Q: Having said that, what are some of the key takeaways from PAMAfrica in terms of best practices and lessons learned to improve partnerships of this nature in the future?
Dr Demarest: I think it’s been a learning experience for everyone involved. One area for improvement that comes to mind is that these partnerships can put more focus on building research and clinical trial capabilities to support the growth and promotion of the next generation of African scientific leaders through enabling opportunities of co-leadership with established Principal Investigators for experience and exposure, whilst benefiting from expert mentorship. Moreover, there should be a closer partnership between investigators and site team specialists, such as social scientists and trial sponsors, to appropriately input and align on delivering the best possible trial design and information for the community. The involvement of the social science experts in endemic countries, who are well-versed in local contexts, is crucial to informing trial protocols and bringing more transparency to the studies from the perspective of the communities in which they are recruiting, embodying the key theme of transparency in the Guidance.

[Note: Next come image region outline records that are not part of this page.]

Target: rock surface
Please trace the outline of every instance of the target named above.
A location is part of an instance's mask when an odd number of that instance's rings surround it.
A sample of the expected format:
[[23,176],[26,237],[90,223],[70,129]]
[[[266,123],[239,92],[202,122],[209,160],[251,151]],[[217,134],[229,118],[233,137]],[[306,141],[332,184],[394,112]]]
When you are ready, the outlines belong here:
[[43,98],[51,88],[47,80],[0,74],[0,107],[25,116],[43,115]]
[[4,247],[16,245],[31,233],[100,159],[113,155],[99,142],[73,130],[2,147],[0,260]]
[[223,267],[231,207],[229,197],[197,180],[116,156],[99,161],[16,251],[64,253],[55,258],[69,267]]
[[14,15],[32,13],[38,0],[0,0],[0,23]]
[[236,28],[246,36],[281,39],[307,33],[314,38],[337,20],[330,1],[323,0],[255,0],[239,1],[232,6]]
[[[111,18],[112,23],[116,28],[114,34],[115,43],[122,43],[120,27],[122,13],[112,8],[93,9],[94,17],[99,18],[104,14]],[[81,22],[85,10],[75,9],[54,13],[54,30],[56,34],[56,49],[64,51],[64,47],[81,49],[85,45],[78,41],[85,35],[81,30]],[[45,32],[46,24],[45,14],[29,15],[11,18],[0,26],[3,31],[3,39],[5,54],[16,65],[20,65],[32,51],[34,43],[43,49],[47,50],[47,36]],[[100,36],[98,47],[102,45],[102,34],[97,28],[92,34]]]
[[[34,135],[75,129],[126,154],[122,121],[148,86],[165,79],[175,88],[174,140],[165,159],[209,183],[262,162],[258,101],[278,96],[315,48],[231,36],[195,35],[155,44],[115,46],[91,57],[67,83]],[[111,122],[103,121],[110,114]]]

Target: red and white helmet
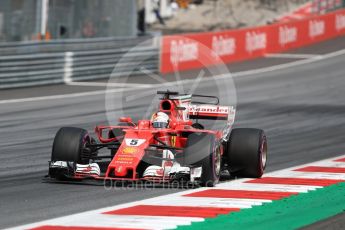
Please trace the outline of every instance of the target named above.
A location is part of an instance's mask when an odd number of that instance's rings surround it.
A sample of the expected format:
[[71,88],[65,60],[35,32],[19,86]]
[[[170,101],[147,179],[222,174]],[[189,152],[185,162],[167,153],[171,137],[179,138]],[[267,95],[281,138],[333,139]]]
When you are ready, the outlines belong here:
[[157,112],[152,115],[152,119],[151,119],[152,127],[159,128],[159,129],[168,128],[169,120],[170,118],[166,113]]

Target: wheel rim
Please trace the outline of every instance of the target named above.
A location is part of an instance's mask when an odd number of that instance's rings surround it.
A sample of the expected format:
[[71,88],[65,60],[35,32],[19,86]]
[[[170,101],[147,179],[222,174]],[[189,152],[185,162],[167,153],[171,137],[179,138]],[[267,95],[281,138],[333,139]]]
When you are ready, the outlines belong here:
[[264,137],[264,139],[262,141],[260,152],[261,152],[260,155],[261,155],[262,168],[265,169],[266,168],[266,162],[267,162],[267,141],[266,141],[266,137]]

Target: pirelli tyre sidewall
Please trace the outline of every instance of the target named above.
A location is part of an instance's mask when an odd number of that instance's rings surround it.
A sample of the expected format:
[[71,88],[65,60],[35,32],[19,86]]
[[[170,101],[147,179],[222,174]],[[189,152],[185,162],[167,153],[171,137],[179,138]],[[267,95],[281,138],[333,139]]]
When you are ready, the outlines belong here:
[[267,162],[267,138],[264,131],[233,129],[225,157],[232,176],[260,178]]
[[85,145],[91,141],[86,130],[63,127],[54,138],[51,160],[88,164],[90,158],[84,150]]
[[218,183],[221,152],[213,134],[190,134],[184,151],[184,157],[187,165],[202,168],[199,180],[201,186],[213,187]]

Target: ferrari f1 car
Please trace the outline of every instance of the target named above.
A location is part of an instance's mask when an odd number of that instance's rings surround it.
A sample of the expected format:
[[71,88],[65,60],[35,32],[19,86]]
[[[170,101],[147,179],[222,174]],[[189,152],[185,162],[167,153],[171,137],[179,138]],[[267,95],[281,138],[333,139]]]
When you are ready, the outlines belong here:
[[[98,141],[84,129],[61,128],[54,139],[49,176],[162,183],[183,179],[201,186],[214,186],[223,171],[262,176],[267,159],[264,131],[232,129],[234,107],[219,105],[213,96],[157,93],[162,98],[151,120],[122,117],[119,125],[97,126]],[[203,119],[222,120],[223,128],[207,130],[199,123]],[[102,148],[109,154],[99,154]]]

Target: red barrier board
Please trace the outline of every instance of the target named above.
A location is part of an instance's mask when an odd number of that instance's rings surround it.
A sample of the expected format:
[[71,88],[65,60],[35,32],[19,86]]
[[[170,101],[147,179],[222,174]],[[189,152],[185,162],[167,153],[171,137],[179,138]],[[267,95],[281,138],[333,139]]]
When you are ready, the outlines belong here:
[[345,34],[345,10],[256,28],[164,36],[161,73],[252,59]]

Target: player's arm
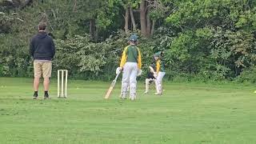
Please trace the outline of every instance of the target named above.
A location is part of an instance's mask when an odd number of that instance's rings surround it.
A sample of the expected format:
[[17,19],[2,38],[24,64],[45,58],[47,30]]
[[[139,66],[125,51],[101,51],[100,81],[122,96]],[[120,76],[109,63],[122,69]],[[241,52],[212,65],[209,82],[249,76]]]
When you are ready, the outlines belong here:
[[120,62],[121,70],[123,69],[123,66],[125,66],[125,64],[126,62],[126,58],[127,58],[126,50],[127,50],[127,47],[125,48],[125,50],[122,52],[122,54],[121,62]]
[[152,66],[149,66],[151,73],[155,73]]
[[141,54],[141,51],[138,49],[138,68],[139,70],[142,70],[142,54]]

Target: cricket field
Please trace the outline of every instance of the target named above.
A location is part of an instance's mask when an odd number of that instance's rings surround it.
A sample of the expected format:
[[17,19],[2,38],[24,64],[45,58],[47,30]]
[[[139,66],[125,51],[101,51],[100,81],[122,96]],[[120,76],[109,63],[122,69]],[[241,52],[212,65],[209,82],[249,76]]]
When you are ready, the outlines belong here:
[[[253,84],[164,83],[164,94],[135,102],[110,98],[109,82],[69,81],[68,98],[32,100],[32,78],[0,78],[2,144],[250,144],[256,143],[256,89]],[[151,86],[151,90],[154,87]]]

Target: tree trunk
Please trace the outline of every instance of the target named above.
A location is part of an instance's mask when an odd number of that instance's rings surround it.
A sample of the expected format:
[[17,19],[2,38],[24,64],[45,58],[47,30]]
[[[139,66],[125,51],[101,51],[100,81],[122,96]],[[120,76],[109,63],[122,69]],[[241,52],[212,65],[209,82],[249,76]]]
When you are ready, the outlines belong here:
[[125,16],[125,32],[126,34],[129,31],[129,7],[127,6],[126,9],[126,16]]
[[141,0],[139,9],[140,9],[141,33],[142,34],[146,35],[146,0]]
[[90,36],[92,39],[95,37],[95,19],[90,20]]
[[131,6],[130,6],[130,19],[131,19],[131,23],[133,24],[133,30],[136,30],[136,23],[134,20],[134,10]]

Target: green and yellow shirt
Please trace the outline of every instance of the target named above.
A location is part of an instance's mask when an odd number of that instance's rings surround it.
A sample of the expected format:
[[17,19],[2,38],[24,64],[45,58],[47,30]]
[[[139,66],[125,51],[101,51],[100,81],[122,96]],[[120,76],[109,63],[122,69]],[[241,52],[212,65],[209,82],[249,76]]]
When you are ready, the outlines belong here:
[[126,62],[137,62],[138,69],[142,69],[142,55],[136,46],[130,45],[123,50],[120,67],[123,67]]

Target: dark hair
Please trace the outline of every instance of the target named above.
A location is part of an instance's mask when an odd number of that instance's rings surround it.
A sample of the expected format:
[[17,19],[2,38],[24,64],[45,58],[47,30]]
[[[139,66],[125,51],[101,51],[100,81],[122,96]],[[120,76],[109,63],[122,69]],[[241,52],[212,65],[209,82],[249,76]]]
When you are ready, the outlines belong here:
[[38,30],[46,30],[46,23],[44,22],[41,22],[38,24]]

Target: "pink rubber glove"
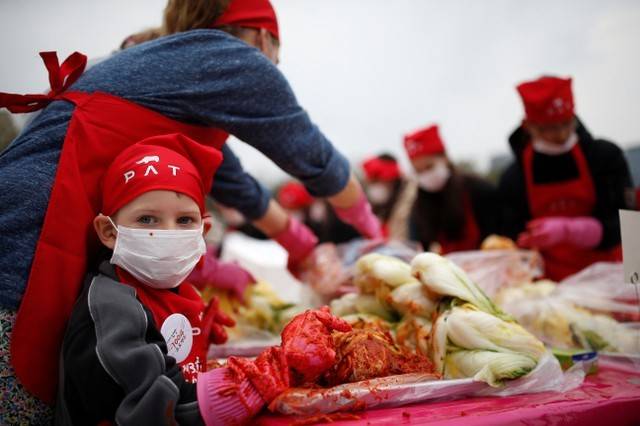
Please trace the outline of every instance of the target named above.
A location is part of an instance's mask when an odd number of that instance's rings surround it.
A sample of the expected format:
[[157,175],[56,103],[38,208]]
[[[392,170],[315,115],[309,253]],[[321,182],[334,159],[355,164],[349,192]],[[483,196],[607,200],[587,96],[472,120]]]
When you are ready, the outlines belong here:
[[213,248],[209,248],[204,255],[204,261],[193,269],[187,281],[199,289],[211,286],[229,290],[242,301],[244,291],[250,284],[255,283],[256,279],[235,262],[221,262],[214,254]]
[[265,403],[248,379],[227,367],[200,373],[196,389],[205,425],[246,424]]
[[353,206],[346,209],[334,207],[333,210],[341,221],[356,228],[365,238],[377,239],[383,237],[380,220],[371,211],[371,204],[369,204],[364,192],[360,193],[360,198]]
[[287,228],[276,235],[278,242],[289,254],[287,268],[295,275],[300,263],[307,258],[318,244],[318,237],[298,219],[289,216]]
[[593,217],[545,217],[527,223],[518,245],[546,249],[561,243],[593,248],[602,240],[602,224]]
[[351,326],[332,316],[328,306],[297,315],[282,330],[282,348],[295,373],[296,384],[313,382],[333,366],[336,359],[333,330],[346,332]]

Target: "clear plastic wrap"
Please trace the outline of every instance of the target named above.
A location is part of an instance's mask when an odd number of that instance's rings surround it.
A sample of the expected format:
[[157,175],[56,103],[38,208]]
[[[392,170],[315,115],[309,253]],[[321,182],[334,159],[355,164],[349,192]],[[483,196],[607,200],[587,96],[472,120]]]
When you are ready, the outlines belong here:
[[328,389],[290,389],[278,396],[269,409],[286,415],[318,415],[471,396],[566,392],[580,386],[583,379],[582,366],[575,365],[563,373],[558,361],[547,353],[531,373],[500,388],[473,379],[437,380],[429,374],[403,374]]
[[496,302],[551,347],[633,360],[640,355],[636,291],[623,282],[622,265],[597,263],[560,284],[504,289]]
[[474,250],[446,256],[464,269],[489,297],[504,287],[531,282],[542,275],[539,253],[528,250]]
[[210,345],[207,359],[222,359],[230,356],[254,357],[271,346],[280,344],[280,335],[273,334],[245,324],[239,324],[239,330],[222,345]]
[[561,284],[555,294],[576,306],[611,314],[619,321],[640,321],[638,288],[624,283],[622,263],[594,263]]

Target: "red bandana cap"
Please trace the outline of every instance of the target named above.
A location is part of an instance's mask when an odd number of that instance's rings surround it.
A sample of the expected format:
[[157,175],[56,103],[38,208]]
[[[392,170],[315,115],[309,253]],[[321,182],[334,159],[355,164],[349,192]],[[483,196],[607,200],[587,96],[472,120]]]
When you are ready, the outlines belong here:
[[299,182],[287,182],[278,192],[278,202],[285,209],[303,209],[313,203],[313,197]]
[[153,136],[122,151],[102,183],[102,214],[110,216],[145,192],[175,191],[191,197],[204,214],[204,197],[222,154],[180,133]]
[[526,120],[534,124],[555,124],[574,116],[571,79],[540,77],[518,85]]
[[401,176],[398,162],[386,160],[380,157],[373,157],[362,163],[362,169],[368,180],[381,180],[384,182],[394,181]]
[[404,137],[404,148],[410,159],[423,155],[444,154],[444,143],[438,133],[438,126],[433,125],[416,130]]
[[224,25],[264,28],[280,40],[278,19],[269,0],[231,0],[227,9],[211,27],[218,28]]

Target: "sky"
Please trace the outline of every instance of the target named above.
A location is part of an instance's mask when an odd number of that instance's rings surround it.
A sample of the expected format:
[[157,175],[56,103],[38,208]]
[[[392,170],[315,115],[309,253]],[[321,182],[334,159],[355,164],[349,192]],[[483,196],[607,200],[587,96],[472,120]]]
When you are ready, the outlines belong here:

Dr Kaboré: I had the opportunity to lead the CALINA study, which has allowed me to network with other young researchers involved in the PAMAfrica consortium. We also had the opportunity to engage in a variety of capacity building initiatives, like grant management, good clinical practices and research ethics. However, I think we can improve how we assess training needs by asking research staff and using their responses to inform our approach to capacity building. Moreover, since PAMAfrica researchers were spread across multiple sites, a train the trainer approach, where representatives convene for training workshops and then return to their respective sites to train other colleagues, can also be useful.
In terms of lessons learned, we cannot underestimate the importance of engaging with the local community, sharing results and ensuring information about the trials and their progress is accessible. Sharing results and keeping open lines of communication with the communities in which we work is of the utmost importance, both for the trials we are conducting now and the ones we will undertake in the future. It’s important to build trust and listen to voices from within the communities, and to do this, we need to be more transparent about our objectives and then come full circle once our studies generate results. Closing this loop by sharing updates on the CALINA study with the local community is something we plan to do in the near term.